To be an european volunteer or not to be, that’s the question…

And you come back, thinking that now you are only you, that you are not part of something bigger anymore. But between yesterday and today, a lot of things happened. Wonderfull things, of course, great meetings, beautiful moments, important discoveries, but also many failures, doubts, frustrations and disappointments.

It’s certainly here, where the biggest part of the adventure is nested. An adventure which, simultaneously, allows to rub shoulders with a world of people and leaves incredibly alone. Alone in your language first, alone in your convinctions and alone in your bedroom at last, reflecting too much. This paradox is not so suprising, because wanting to play the stranger make it easy to look strange. That is how, all the people we meet become, in their way, little mirrors which wonder and question ourselves.

That’s here, I think, the goal of volunteering, rubbing the Other, who, at the same time, is rubbing us. If these frictions are often caresses, sometimes, they are burns. So, it’s legitimate to ask “why?” Why go and damage our skin away? Because I think it is what being european is. We understood Europe as a geopolitical process, to the point that we forgot all the philosofical content.

However, Europe as democracy, is raised as a value, a value which, we have to confess, is not shared by everyone. It’s hard to brush past the Other, it scratches, it pricks. Two choices are possible, to desinfect the injury and put a bandage on it, or, to let it heald alone, absorbing a bit of the nearby sky. It’s here where Europe is, not in a namby-pamby “live together”, not in a superficial harmony, but in the confidence that with a bit of the Other inside us and a bit of us elsewhere, we are freer, taller, more human.

We, as a person. Yes, being european it’s long, it’s painful, it’s full of misunderstandings, but it’s also the finest gift we could offer and the finest we could receive: to make us the roof of the Other and to make the Other our house. 

What does remain when you come back?

There are a lot of projects, a lot of volunteers, a lot of organizations, a lot of countries and a lot of days. So, what will you keep, what will you remember?

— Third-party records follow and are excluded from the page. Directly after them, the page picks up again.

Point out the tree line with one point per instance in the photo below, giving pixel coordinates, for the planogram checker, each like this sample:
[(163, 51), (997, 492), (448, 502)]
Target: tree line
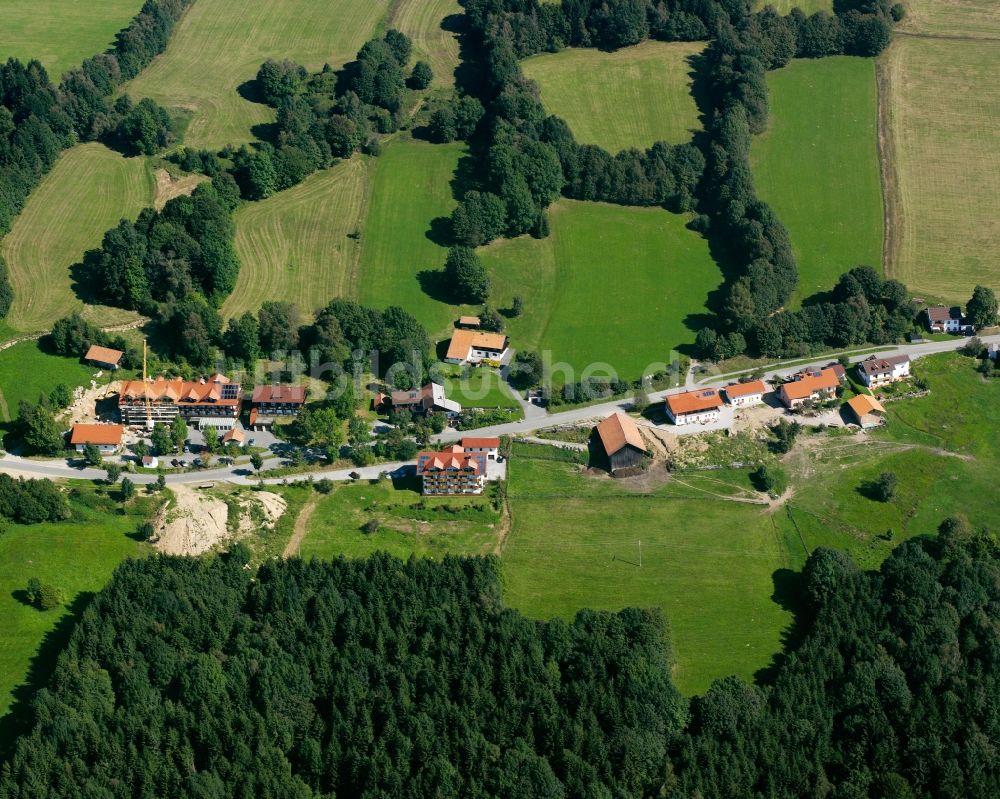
[(366, 678), (374, 677), (38, 119)]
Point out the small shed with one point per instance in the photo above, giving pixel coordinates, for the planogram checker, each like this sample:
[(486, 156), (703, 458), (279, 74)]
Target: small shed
[(622, 442), (866, 410)]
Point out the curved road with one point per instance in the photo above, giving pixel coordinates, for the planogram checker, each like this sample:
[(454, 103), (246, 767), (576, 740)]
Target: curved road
[(242, 474)]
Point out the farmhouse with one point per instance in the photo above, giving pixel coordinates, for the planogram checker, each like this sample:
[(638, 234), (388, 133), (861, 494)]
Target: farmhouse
[(622, 442), (214, 402), (106, 437), (866, 410), (474, 346), (105, 357), (875, 371), (490, 447), (743, 395), (701, 406), (429, 399), (452, 471), (941, 319), (810, 386)]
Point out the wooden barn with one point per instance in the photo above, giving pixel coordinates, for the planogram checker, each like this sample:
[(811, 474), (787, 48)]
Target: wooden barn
[(622, 442)]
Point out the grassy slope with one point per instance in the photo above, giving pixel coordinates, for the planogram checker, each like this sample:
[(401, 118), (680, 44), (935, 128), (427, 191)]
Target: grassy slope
[(26, 372), (335, 527), (708, 564), (61, 33), (295, 245), (610, 284), (817, 165), (411, 188), (220, 44), (76, 556), (86, 193), (943, 103), (629, 98), (430, 25)]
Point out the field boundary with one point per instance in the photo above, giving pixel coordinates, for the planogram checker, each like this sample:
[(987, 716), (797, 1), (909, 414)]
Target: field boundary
[(888, 171)]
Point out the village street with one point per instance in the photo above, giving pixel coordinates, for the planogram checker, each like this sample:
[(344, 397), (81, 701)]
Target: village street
[(537, 420)]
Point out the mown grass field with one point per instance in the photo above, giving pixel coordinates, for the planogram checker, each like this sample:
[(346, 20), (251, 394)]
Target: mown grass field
[(26, 372), (428, 531), (629, 98), (61, 33), (87, 192), (942, 108), (411, 187), (977, 19), (297, 245), (76, 556), (709, 564), (817, 165), (622, 286), (220, 44), (431, 25)]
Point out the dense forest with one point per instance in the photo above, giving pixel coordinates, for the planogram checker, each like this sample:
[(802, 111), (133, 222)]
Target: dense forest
[(378, 678)]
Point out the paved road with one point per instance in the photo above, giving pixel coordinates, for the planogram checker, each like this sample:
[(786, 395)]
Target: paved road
[(242, 474)]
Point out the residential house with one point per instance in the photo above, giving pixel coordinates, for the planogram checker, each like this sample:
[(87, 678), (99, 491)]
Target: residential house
[(701, 405), (104, 357), (813, 385), (866, 410), (490, 447), (214, 402), (743, 395), (941, 319), (452, 471), (475, 346), (622, 442), (428, 399), (106, 437), (875, 372), (269, 402)]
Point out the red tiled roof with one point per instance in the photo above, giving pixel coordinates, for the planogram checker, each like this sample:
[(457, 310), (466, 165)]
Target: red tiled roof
[(279, 393), (618, 430), (704, 399), (103, 355), (97, 434)]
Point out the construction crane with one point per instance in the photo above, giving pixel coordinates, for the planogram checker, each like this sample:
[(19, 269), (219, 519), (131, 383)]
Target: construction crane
[(145, 390)]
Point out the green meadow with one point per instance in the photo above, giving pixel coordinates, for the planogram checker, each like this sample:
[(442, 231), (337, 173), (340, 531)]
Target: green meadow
[(817, 165), (632, 97), (61, 33), (615, 285)]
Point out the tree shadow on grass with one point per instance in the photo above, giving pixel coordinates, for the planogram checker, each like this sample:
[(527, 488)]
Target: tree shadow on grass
[(788, 593), (434, 285), (40, 671)]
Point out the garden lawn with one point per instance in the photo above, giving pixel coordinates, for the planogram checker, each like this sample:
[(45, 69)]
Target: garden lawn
[(76, 556), (412, 187), (219, 45), (817, 165), (61, 33), (88, 191), (301, 245), (335, 527), (614, 285), (707, 563), (632, 97), (26, 372)]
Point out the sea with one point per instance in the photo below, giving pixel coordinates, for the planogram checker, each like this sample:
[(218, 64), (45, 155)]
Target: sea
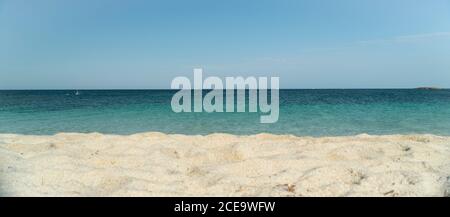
[(308, 112)]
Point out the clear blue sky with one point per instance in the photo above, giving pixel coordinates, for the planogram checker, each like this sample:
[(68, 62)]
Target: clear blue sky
[(52, 44)]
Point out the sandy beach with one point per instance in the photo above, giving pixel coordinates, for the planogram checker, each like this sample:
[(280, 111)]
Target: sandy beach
[(156, 164)]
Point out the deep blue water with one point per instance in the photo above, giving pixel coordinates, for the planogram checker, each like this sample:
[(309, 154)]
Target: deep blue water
[(302, 112)]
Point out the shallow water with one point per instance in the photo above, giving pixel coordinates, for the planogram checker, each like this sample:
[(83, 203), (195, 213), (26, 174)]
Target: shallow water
[(302, 112)]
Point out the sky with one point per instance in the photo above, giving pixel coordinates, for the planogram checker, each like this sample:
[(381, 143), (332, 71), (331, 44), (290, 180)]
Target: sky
[(137, 44)]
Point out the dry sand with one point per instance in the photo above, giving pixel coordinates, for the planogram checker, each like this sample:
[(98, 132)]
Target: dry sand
[(156, 164)]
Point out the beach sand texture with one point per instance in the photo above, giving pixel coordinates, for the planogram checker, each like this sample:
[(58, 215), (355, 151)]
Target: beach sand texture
[(156, 164)]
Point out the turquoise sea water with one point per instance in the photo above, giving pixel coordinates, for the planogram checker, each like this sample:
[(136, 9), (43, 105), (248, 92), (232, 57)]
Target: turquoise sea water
[(302, 112)]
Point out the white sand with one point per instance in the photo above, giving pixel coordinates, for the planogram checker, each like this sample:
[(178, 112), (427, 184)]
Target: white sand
[(155, 164)]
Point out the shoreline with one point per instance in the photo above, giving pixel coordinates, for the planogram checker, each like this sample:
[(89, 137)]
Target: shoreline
[(158, 164)]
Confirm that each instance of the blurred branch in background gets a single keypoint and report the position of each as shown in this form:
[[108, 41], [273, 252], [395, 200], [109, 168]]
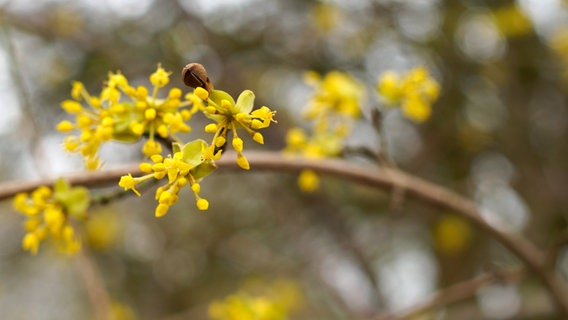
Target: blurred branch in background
[[384, 178]]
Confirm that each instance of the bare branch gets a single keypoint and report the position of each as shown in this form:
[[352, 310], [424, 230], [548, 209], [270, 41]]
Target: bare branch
[[383, 178]]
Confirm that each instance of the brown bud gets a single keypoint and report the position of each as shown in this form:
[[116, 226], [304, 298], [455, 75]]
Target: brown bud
[[194, 75]]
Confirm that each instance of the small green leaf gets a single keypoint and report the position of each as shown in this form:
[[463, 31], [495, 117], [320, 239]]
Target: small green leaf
[[191, 152], [245, 102], [217, 96], [203, 170]]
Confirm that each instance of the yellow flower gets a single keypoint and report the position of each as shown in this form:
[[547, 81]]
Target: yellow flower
[[333, 109], [125, 113], [415, 92], [231, 115], [49, 213], [261, 301], [186, 167]]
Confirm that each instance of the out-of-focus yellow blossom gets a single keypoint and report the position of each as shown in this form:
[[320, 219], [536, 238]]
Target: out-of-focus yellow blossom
[[186, 167], [415, 92], [110, 117], [512, 21], [119, 311], [49, 213], [326, 16], [231, 115], [559, 43], [333, 110], [452, 234], [276, 301], [337, 95]]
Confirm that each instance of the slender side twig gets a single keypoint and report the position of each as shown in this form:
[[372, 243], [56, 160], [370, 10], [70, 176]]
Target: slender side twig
[[383, 178], [456, 293]]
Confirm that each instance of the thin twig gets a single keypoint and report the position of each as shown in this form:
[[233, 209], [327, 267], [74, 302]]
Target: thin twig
[[456, 293], [384, 178]]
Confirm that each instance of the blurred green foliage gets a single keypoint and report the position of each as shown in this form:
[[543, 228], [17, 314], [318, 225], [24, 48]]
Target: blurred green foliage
[[497, 134]]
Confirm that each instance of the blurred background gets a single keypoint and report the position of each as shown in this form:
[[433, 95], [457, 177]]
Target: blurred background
[[497, 135]]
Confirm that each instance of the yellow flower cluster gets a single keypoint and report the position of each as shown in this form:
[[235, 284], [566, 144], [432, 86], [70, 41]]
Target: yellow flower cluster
[[273, 301], [109, 117], [186, 167], [512, 21], [49, 212], [192, 161], [414, 92], [333, 109], [231, 115]]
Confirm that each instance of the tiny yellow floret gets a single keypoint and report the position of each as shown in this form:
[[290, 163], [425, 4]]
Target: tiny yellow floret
[[202, 204]]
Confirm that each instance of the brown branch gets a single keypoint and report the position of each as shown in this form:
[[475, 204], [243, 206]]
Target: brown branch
[[456, 293], [384, 178]]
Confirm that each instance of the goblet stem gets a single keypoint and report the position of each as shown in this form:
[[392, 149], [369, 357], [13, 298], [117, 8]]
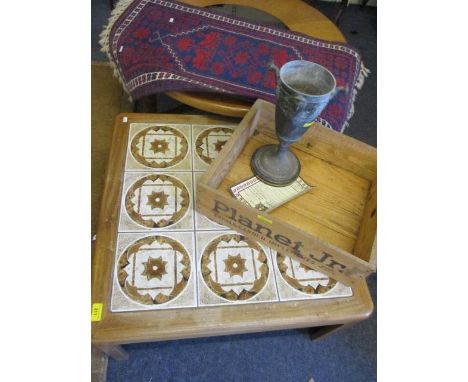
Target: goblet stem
[[283, 148]]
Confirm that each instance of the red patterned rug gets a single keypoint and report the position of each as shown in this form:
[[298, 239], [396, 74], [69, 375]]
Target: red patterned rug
[[159, 46]]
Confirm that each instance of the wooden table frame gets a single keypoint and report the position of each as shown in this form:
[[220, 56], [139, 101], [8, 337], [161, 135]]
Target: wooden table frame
[[115, 329]]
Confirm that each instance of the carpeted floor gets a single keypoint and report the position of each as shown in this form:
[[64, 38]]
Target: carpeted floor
[[349, 355]]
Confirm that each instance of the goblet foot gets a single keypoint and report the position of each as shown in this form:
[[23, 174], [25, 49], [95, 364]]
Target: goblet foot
[[273, 169]]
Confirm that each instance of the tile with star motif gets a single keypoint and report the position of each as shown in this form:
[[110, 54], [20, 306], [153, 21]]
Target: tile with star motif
[[296, 281], [159, 147], [233, 270], [207, 142], [156, 201], [154, 271]]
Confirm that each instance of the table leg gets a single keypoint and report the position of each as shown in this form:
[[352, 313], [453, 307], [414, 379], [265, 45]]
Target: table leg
[[116, 352]]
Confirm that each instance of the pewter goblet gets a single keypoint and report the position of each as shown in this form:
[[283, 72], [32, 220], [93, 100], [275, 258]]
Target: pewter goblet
[[303, 90]]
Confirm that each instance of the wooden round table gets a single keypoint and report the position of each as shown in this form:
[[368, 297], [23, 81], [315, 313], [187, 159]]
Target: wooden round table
[[295, 14]]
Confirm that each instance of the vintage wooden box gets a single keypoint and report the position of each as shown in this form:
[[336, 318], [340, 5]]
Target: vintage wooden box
[[332, 228]]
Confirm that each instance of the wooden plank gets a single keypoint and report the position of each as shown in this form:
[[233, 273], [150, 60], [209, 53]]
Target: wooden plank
[[366, 243], [332, 210], [328, 219], [124, 328], [328, 145], [130, 327], [281, 236]]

Of course, there is the country, its weather, its hours, its cuisine, its landscapes, its brands, its fauna and flora, its prices, its events, its traditions, and all these little things which don’t look like much, but which do all the difference between there and here.

Of course, there are the people you met. People from your country, volunteers from everywhere, collegues, locals, people you saw only once, people you saw everyday, seniors, teenagers, nice people, rude people, people who helped you, desappointing people, people who needed you, people you discovered only at the end, and, above all, people you can’t forget because, even if you don’t know how, their names are henceforth written somewhere on your heart.

Also, there are your missions. For some volunteers, they are the main part of their experience, because they allowed them to discover themselves, or because, thanks to them, they could do something different, something out of ordinary: working with bears, helping disabled people, curing abandoned children, welcoming migrants etc.

For others, they were the achievement of what they know how to do, the extension of their studies, an introduction for their future job. In either case, the missions will be interesting and boring, hard and easy, surprising and routine, long and brief, rewarding and discouraging. But anyway, even if sometimes you feel useless, even if for some people what you are doing doesn’t matter, there is always one thing, one action, that you will bring with you, in you, all your life long.

For me, it was the conversation groups. Said like that it’s nothing, but, soon, they became french classes, exam preparation lessons. So, during some months, I was the teacher of my mother tongue, the ambassador of my own country and culture. I prepared my classes discovering and re-discovering my own language, trying to find its beauty and sweetness, its intelligence and its terms full of passion. I looked for methods to transmit that, to share that in an enjoyable way, to show how french can be beautiful and funny, and how a language represents all a country with its history, its way of thinking, its way of doing. During the courses, teaching french, I was learning spanish. With the users, we exchanged a lot, finding where our languages were different and where they were similar.

Thus, this little french-speakers community became my piece of France in Spain, my refuge where I was free to be me, because free to speak and to be understood. I corrected their writings, I listened their orals, I saw their
progress. Each day they were better and, finally, they passed their exams successfully, sharing their victory with me.

It’s at this moment I knew that, even if I didn’t work with bears, didn’t cure abandoned children, and even if for some people this mission was totally effortless and unnecessery, I acomplished something, I helped someone, cause knowing another language, trying to unsterdand the Other, for them
as for me, allowed to open a door which, now, will never close.

Nevertheless, whatever your project, whoever you are, whatever your organization or your host country and no matter the day, what you will remember, what you will keep and what will remain in truth, it’s the intensity of what you felt, the fever of a world in motion and all these moments of grace which will be always able to find the path between yesterday and tomorrow, beetween there and here, between them and you.